It all started at Trader Joe’s, where I desperately searched for my favorite non-allergenic mango sorbet, to no avail. I had been there three times in the last week, which only added fire to my enormous craving. Once I realized (and came to grips with the fact) that my sorbet may be discontinued, I ventured over to Rita’s.
Rita’s is a no-no for me. I pretended that it didn’t exist all summer. I would pass by it and close my eyes. It holds the same sentiment that I have for Chick-fil-A, McDonald’s, Pizza Hut, and, Lord have mercy, North Carolina’s infamous Cook-Out and their to-die-for milkshakes. With my severe skin allergies, I’m not allowed at any of those places. In fact, an alarm should go off when I breeze past. But in my quest to quench my craving, I did the unthinkable: I ventured to Rita’s, where I knew I had no business.
The creamy custard. The dairy. The sugar. The electric high. All things allergic. I went and bought my first strawberry gelato of the year.
I could barely get to my car without devouring it. I held the red-and-white cup like it was a newborn. The first spoonful was accompanied by an imaginary chorus in my head. Hallelujah! Oh, how the sugar jumped into my bloodstream, how the creamy custard gave me the comfort of a million hugs. I sunk into the seat of my car … and never drove off. Air conditioner on, shoes off, I ate until my stomach started to turn.

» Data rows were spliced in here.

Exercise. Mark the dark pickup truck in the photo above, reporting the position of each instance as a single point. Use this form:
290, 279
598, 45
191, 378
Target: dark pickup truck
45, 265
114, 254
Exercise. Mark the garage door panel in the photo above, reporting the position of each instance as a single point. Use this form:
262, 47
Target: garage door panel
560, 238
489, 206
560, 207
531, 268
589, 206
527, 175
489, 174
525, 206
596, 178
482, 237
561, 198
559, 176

I got halfway through it. I was happy. I didn’t feel guilty. After all, I’m human. I’m a product of McDonald’s America. I can’t help it. I don’t care if I break out. I don’t care, I don’t care, I don’t care! I am fulfilling a food dream.
And then it happened. In my sugar-rushed state, I knocked my treasured, vintage cell phone into the half-filled cup of custard. It was almost beautiful. It was like she dove in, and was immediately immersed in the world of Rita’s.

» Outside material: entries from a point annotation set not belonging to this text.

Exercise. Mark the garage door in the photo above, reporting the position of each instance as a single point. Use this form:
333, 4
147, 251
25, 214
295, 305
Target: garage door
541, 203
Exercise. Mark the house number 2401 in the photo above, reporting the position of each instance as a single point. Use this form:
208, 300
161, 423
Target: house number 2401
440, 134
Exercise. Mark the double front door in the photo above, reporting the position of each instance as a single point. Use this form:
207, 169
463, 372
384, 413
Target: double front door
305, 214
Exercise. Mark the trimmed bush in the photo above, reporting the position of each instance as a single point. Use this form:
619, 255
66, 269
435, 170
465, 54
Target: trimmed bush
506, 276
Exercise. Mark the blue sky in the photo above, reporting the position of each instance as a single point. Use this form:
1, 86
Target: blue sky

Truth is, even my cell phone wanted a taste.
I didn’t panic. My phone is a G. I just took her apart. Syrup was everywhere. I dried her off and rushed home for a blow dryer. I dried her off again. I made a call. And amazingly, it went through! The cell phone with twenty-nine lives and seven summers still communicated, even after nose-diving into custard and sugar and ice. But then, problem. I could hear the other person, but the other person couldn’t hear me. I screamed, “Can you hear me now?” They could … but it sounded like I was on a spaceship.
“You might want to get a new phone,” crackled over the line.
That’s how it happened … how my fallen soldier finally retired. In the end, it was me, her number one supporter, who knocked her out of the game. It was me, in all my insane food cravings. It was my fault (and Rita’s). Some may say it was just a phone, but to me, she was a very good friend. I will miss the moments, the calls, the texts, the jokes. I bought my beautiful phone in Harlem, and will bury her in Charlotte.